My other comment is towards intake of other cohort templates. Right now, you have three examples on clinical domains. A common one I encounter at my company are observation period cohorts for denominators in a basic prevalence calculation (say all males on year 2010 of database). Using non-circe variations of these cohorts would be very handy and also de-clutter an ATLAS instance 😏. Could you provide a road map for how to incorporate other cohort templates?

I would say that this is already possible with subset operations included in this repository (saving, loading and using in strategus designs is already well supported too).

For your example question:

library(CohortGenerator)

cohortDefinitionSet <- ROhdsiWebApi::getMyCohorts(...) # could be the target cohorts in this PR

subsetDefinition <- createSubsetDefinition(
    name = "MALES, in 2010",
    definitionId = 1,
    subsetOperations = list(
       # Applied in order
       createLimitSubset(
           name = "Year 2010",
           calendarStartDate = "2010/1/1",
           calendarEndDate = "2010/12/31"
       ),
       createDemographicSubset(
          name = ">=18",
          ageMin = 18
        )
    )
)

cohortDefinitionSet <- cohortDefinitionSet |>
  addCohortSubsetDefinition(subsetDef, targetCohortIds = c(1,2,3,4)) # If not specified, it will apply to all

generateCohortDefinitionSet(...)

This will save you a lot of time and keep clutter out of atlas.

I meant the other way around. denominator is the Males in 2010 for the entire db and the numerator is the study population. Can CG build a set of year, gender, race cohorts with no index event as well? The term "cohort" is used liberally here, more like id gender race year counts...could be out of scope of CG.

But yes, the subsetting you outline here is highly useful and have done it within studies.

azimov commented 2 months ago

I meant the other way around. denominator is the Males in 2010 for the entire db and the numerator is the study population. Can CG build a set of year, gender, race cohorts with no index event as well? The term "cohort" is used liberally here, more like id gender race year counts...could be out of scope of CG.

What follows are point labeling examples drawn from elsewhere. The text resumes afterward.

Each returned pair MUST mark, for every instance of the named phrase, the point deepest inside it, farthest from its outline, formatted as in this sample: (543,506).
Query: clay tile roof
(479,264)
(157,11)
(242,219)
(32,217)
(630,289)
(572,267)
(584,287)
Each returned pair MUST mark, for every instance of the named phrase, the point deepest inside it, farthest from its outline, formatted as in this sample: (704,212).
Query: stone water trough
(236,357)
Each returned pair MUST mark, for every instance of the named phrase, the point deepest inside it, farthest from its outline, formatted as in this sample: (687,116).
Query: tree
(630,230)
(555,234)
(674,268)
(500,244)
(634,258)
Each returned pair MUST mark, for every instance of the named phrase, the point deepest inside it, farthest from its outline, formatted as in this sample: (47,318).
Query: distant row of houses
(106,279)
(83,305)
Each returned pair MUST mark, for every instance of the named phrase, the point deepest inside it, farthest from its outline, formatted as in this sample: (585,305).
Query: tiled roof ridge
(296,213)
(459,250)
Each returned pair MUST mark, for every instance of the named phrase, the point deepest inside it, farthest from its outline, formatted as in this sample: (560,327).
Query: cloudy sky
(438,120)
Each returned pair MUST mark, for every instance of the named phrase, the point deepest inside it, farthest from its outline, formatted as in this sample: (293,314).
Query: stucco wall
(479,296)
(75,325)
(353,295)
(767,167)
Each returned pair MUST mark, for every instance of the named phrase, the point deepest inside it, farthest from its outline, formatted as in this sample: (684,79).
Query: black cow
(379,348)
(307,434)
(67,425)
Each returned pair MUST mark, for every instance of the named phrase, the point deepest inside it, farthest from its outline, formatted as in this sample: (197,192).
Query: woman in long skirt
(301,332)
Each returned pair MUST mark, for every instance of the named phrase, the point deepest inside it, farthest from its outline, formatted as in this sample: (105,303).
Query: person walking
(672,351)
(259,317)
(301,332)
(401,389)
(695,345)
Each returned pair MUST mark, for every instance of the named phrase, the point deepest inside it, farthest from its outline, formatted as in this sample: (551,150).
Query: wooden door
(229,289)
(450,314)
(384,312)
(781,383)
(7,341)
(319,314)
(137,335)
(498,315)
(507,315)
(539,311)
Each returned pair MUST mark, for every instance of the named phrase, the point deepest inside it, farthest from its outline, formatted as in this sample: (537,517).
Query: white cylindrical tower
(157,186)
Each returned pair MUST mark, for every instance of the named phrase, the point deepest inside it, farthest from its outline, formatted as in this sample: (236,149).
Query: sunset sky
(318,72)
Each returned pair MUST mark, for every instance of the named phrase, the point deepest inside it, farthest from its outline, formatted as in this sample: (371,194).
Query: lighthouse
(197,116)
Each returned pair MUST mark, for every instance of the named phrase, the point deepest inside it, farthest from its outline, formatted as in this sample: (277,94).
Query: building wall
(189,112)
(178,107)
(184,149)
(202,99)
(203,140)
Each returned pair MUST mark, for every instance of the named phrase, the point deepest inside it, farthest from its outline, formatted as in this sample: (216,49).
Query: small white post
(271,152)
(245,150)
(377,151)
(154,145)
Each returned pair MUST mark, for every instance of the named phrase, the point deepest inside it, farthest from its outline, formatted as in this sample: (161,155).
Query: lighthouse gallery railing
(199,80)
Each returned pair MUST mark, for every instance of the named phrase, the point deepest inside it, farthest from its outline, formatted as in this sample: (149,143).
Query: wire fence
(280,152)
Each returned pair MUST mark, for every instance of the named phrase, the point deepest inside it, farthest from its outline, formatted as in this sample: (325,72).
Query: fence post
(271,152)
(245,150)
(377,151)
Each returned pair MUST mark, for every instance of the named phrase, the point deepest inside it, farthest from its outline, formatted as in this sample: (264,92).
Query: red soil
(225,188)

This could be done with templates, but it might make your DBA sweat as storing all demographics for males in a given year could be huge percentage of peeople, so I would say that it would be much better to just generate counts in this context (Patrick will have a lot to say to you about computing incidence rates in this sort of population though).

Generally something like this should live in the CohortIncidence package but there we're trying to be quite specific here - for meaningful measures you want a target population and an outcome as well as a time at risk.